Sympathetic postganglionic axons in the hepatic plexus reach the liver along branches of the hepatic artery and portal vein. The innervation that reaches the liver by this route is believed to function only to regulate blood flow to that organ because the characteristic glycogenolytic response of the liver to sympathetic activation is a result of increased circulating levels of epinephrine and norepinephrine derived from suprarenal glands. A small cystic plexus originating from the hepatic plexus contains sympathetic postganglionic axons that are inhibitory to smooth muscle in the wall of the gallbladder but excitatory to the sphincter of the common bile duct. The hepatic plexus also contributes to the nerve plexus surrounding the gastroduodenal branch of the hepatic artery to innervate the right side of the stomach, duodenum, head of the pancreas, and the most distal portion of the common bile duct. (Note: Sympathetic innervation of the gastrointestinal tract functions to inhibit neuronal activity in the enteric division of the ANS, described subsequently.)
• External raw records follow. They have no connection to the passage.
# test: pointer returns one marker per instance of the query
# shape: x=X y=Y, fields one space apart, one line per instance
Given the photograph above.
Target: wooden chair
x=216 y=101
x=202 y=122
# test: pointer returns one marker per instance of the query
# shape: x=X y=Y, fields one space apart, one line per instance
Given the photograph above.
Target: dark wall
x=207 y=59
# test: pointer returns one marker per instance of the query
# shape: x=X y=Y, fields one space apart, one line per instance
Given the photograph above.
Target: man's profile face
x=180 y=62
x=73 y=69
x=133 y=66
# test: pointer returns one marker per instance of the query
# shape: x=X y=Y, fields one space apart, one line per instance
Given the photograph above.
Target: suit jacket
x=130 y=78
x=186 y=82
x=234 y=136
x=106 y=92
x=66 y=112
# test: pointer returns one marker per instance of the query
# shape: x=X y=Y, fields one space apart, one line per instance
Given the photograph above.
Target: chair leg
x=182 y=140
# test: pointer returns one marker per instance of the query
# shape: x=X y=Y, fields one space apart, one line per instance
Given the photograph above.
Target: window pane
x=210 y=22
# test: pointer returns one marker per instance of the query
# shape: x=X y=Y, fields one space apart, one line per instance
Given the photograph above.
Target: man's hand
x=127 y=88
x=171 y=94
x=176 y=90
Also extending from the celiac plexus are the left gastric and splenic plexuses, which follow the arteries of the same name and terminate by innervating the left side of the stomach, tail of the pancreas, and the spleen. The sympathetic innervation of the spleen is excitatory to smooth muscle in the capsule of this organ and causes expulsion of the relatively large reservoir of blood into the general circulation at times of need, such as during exercise or serious blood loss caused by injury. More importantly, sympathetic influences on the spleen and other lymphoid organs function to regulate the immune system.17 The immunoregulatory role of the sympathetic nervous system is elaborated in the final section of this chapter.
The renal plexus is derived from the more inferior portion of the celiac plexus as well as the aorticorenal and renal ganglia, thus receiving input from the lesser and least (lowest) splanchnic nerves. Ganglia within the renal plexus give rise to postganglionic axons, which follow and supply branches of the renal artery and innervate glomeruli and convoluted tubules in the renal cortex. Both afferent and efferent arterioles of the glomeruli are innervated; however, the influence of sympathetic innervation on the glomerular filtration rate is only minor because neuronal control is superseded by renal autoregulatory mechanisms.18,19 From the renal plexus, the upper part of the ureter and gonadal (testicular/ovarian) arteries also receive sympathetic innervation, which is excitatory to smooth muscle in their walls.